Ook de soldaten die onder de kolonel ressorteerden hadden speciaal ontworpen kostuums. De kolonel werd gefotografeerd op een aantal plekken in Friesland die vanuit militair oogpunt van vitaal belang werden geacht. Deze foto’s werden afgedrukt op ansichtkaarten en voorafgaande aan de manifestatie in een mapje verspreid (‘de Sjaarda kaartenwaaier’). Ook konden door liefhebbers T-shirts met afbeeldingen van kolonel Sjaarda worden besteld. Er werd een apart Fries Ministerie van Defensie opgericht met speciaal briefpapier, visitekaartjes  en een eigen website. Om vrijwilligers te werven werden er spotjes op Omrop Fryslân uitgezinden (‘Meld jo oan as frijwilliger by it Fryske leger’). Verder werd er een krant opgericht, het Sjaarda Journaal, dat vijf keer tijdens de manifestatie verscheen, met actuele berichtgeving over de activiteiten van het Friese leger

Op verschillende momenten tijdens en voorafgaande aan de manifestatie dook de kolonel op, zoals bij de perspresentatie van Simmer 2000 in Nieuwspoort in Den Haag, de feestelijke openingsceremonie op het Zaailand, toen hij koningin Beatrix vergezelde, maar ook met enkele van zijn soldaten tijdens een vlaggenparade voor kinderen bij de Slachtedyk, een ochtendontbijt van provinciale bestuurders, en bij een geënsceneerde bomaanslag in Schouwburg de Harmonie die live op de radio te volgen was. In het Sjaarda Journaal werd geregeld verslag gedaan van deze gefingeerde militaire missie, die naarmate de manifestatie vorderde allengs gevaarlijker bleek te worden. De toon van de nieuwsvoorziening werd dan ook grimmiger. Zo werd gewag gemaakt van sabotagepogingen en dreigende luchtaanvallen van vijandelijke mogendheden.
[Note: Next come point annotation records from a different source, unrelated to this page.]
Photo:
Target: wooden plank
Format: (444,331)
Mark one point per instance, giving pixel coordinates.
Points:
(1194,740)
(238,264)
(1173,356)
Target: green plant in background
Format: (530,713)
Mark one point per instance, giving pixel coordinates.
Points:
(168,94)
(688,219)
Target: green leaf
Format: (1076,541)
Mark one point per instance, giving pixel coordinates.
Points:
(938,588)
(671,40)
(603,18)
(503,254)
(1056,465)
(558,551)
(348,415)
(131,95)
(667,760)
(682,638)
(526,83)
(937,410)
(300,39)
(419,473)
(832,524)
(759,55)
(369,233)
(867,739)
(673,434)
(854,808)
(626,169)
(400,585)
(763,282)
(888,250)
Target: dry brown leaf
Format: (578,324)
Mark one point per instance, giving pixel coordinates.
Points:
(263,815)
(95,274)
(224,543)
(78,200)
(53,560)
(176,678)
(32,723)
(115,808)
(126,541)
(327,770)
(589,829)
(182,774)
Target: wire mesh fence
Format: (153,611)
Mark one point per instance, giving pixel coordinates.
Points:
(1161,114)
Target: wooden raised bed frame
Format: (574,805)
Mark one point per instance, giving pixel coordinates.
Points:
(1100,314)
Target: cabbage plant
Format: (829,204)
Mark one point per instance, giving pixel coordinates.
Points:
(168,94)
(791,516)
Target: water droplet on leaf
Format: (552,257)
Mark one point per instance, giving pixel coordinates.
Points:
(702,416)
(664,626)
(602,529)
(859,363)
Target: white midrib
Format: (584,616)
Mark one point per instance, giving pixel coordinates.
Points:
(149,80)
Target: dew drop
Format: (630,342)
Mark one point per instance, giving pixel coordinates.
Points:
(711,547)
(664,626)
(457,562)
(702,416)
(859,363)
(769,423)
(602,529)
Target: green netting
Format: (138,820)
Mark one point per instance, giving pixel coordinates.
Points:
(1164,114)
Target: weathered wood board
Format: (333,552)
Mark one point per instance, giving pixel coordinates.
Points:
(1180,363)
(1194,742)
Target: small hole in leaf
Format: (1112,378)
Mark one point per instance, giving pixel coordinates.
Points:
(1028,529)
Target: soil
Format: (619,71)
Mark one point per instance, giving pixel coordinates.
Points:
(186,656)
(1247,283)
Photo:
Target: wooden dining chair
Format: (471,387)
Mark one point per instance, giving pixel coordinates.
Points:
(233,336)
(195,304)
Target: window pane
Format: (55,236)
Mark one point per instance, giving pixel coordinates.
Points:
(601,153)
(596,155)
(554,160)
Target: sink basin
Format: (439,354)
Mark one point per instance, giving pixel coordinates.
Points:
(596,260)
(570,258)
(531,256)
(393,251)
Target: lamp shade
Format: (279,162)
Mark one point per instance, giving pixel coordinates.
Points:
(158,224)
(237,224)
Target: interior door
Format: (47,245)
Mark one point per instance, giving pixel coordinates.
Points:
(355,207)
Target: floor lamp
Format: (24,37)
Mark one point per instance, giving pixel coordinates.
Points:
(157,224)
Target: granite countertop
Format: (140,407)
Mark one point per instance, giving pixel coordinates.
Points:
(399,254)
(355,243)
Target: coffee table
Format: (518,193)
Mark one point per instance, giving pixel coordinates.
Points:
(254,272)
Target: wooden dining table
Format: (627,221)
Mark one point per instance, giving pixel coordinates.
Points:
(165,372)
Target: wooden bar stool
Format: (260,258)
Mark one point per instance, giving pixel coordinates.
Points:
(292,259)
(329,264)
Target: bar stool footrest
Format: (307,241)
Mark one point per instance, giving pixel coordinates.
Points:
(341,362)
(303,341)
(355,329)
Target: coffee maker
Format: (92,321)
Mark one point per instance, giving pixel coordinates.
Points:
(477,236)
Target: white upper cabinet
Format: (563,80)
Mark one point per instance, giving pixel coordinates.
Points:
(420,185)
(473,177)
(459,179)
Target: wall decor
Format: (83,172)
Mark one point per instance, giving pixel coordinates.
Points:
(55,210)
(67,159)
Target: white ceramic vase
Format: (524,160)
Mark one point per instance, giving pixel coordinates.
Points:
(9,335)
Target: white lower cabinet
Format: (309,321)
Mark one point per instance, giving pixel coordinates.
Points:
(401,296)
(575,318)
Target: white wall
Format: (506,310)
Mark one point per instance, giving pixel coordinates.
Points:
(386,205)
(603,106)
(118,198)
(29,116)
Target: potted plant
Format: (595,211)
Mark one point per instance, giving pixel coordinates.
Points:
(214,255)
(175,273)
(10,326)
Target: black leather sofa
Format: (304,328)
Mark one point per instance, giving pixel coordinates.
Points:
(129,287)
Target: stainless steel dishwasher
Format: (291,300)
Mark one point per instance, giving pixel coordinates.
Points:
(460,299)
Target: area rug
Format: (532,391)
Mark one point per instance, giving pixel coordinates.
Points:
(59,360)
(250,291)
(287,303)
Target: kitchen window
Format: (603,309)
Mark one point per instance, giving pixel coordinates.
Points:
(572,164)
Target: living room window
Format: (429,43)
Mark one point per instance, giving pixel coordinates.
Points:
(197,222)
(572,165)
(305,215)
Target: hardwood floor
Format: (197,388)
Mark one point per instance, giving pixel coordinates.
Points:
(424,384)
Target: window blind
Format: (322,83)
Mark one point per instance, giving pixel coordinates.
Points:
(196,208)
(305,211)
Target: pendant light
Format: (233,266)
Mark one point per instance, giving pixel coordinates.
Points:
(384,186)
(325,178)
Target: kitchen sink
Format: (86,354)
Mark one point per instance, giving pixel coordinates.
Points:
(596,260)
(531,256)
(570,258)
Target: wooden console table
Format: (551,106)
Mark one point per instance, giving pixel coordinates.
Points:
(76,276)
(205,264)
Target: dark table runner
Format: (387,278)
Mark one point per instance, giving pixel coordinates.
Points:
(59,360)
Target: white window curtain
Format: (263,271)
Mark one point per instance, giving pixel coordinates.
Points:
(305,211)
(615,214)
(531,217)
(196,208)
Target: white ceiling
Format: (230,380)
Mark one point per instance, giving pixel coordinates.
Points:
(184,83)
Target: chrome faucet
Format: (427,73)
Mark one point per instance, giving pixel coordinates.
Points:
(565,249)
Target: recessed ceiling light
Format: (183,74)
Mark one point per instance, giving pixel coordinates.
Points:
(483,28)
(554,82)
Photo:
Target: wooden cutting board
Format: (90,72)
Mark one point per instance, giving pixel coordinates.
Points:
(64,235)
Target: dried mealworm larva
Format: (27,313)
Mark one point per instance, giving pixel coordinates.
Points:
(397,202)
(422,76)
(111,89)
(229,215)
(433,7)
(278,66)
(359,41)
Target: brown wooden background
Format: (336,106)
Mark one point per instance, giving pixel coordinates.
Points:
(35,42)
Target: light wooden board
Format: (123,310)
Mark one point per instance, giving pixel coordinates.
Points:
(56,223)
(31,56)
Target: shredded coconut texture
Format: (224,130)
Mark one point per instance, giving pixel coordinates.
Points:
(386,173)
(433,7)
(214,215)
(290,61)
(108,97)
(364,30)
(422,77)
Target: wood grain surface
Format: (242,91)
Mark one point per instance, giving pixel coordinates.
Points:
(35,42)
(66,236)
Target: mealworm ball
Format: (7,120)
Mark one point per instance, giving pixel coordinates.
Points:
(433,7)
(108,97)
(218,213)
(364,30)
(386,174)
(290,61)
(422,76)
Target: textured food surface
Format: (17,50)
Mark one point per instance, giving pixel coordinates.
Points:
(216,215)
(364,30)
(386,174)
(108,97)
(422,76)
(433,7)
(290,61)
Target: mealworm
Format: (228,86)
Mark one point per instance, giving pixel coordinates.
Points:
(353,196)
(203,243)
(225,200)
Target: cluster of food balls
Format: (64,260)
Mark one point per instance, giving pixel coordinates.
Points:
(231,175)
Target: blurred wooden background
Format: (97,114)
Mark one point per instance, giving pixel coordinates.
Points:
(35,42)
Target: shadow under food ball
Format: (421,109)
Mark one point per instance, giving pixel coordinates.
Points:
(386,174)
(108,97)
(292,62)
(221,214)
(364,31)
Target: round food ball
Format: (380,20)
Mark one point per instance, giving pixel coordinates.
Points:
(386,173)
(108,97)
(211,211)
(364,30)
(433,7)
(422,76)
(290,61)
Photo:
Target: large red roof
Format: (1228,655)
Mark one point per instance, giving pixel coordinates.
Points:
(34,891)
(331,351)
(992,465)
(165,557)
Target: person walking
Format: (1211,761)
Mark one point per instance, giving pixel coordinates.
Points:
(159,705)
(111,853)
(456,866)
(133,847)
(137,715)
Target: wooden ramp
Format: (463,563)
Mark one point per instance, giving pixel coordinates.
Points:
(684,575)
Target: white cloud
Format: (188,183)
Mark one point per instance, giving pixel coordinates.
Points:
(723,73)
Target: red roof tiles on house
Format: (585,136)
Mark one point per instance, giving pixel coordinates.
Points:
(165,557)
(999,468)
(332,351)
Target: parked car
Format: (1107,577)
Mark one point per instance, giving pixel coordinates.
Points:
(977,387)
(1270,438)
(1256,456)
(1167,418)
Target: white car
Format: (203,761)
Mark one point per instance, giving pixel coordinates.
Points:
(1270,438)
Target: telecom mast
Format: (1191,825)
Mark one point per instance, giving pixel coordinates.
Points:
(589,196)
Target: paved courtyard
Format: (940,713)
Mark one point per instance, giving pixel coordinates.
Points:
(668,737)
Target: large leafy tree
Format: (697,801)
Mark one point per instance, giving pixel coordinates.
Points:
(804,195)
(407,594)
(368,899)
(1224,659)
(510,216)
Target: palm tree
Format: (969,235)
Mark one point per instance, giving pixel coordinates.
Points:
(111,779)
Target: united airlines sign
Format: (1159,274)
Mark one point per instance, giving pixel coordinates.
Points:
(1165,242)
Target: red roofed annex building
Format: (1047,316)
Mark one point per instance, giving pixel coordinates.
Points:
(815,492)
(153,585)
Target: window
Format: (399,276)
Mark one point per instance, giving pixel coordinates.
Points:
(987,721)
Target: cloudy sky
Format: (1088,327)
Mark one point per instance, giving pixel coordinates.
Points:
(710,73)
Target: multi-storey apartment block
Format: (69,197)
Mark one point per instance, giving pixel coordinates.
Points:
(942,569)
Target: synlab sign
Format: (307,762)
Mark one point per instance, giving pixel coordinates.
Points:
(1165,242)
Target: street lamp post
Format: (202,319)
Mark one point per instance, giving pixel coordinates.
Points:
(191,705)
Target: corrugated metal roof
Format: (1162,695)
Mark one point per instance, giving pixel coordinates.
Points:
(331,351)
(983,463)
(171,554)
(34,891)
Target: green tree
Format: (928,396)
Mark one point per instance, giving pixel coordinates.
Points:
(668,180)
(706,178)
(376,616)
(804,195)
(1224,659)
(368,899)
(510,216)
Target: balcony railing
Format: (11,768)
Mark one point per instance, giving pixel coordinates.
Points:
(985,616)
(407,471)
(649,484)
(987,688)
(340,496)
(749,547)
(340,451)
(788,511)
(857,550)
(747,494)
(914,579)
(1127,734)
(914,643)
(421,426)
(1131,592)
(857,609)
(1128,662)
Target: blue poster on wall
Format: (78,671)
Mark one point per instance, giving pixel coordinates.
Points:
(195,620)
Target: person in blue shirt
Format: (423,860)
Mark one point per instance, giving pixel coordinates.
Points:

Het project riep zeer verdeelde reacties op niet alleen bij het grote publiek, maar ook in de publiciteit. ‘Friesland mobiliseert’, kopte de NRC. Men was laaiend enthousiast of mordicus tegen. De ironische lading van een en ander werd ook lang niet door iedereen op waarde geschat en zeker niet door de Leeuwarder Courant. ‘Kunst en militairendom hebben altijd en overal aan weerszijde van een brede en diepe kloof gestaan,’ zo liet Sybe van der Meulen weten in een hoofdredactioneel commentaar, ‘maar de Fryske keunst komt met eens soldaat op de proppen. En nog een groezelige militante soldaat bovendien.‘ Een geënsceneerd interview tussen kolonel Sjaarda en LC- journalist Kerst Huisman werd op het allerlaatste moment door hoofdredacteur Rimmer Mulder uit de kolommen van de krant verwijderd. Met kolonel Sjaarda zelf liep het uiteindelijk ook niet goed af. In de vroege ochtend van 20 juli 2000 werd hij bij een geënsceneerde aanslag tijdens een persconferentie in de kelder van het Provinciehuis – onder het oog van een camera van Omrop Fryslân – getroffen door meerdere kogels van een belager die vervolgens wist te ontkomen.

Op internet werd prompt daarop een condoleanceregister geopend en het laatste Sjaarda Journaal publiceerde een uitgebreid ‘In Memoriam’. De dramatische beelden van de aanslag op Sjaarda in het perscentrum van de Provincie roepen achteraf onwillekeurig herinneringen op aan beelden van de moordaanslagen op Pim Fortuyn en Theo van Gogh, maar dit satirische gebeuren speelde zich af in het onschuldige Nederland van vóór de politieke moorden die na 9 september 2001 nog zouden volgen. Met zijn idee voor een Fries Leger had de – uit Friesland vertrokken – Auke de Vries een open zenuw geraakt. Een cultuur van heimwee en verlangen dreigde even te ontsporen in een collectieve hysterie. Het Friese zelfbewustzijn, dat tijdens de manifestatie Simmer 2000 tot grote hoogten werd opgevoerd, bleek slecht bestand tegen dit scherpzinnig kunstproject, waarin beeldende kunst en theater elkaar op verrassende wijze hadden ontmoet. Wim van Krimpen weigerde de kostuums van Het Friese Leger tijdens de Simmer te exposeren tussen de archeologische restanten van de tentoonstelling ‘Koningen van de Noordzee’. De ironie van de geschiedenis wilde echter dat diezelfde kostuums in het najaar van 2000 alsnog werden getoond in het Haags Gemeentemuseum, waar Wim van Krimpen, die het Fries Museum inmiddels verlaten had, tot de nieuwe directeur was benoemd.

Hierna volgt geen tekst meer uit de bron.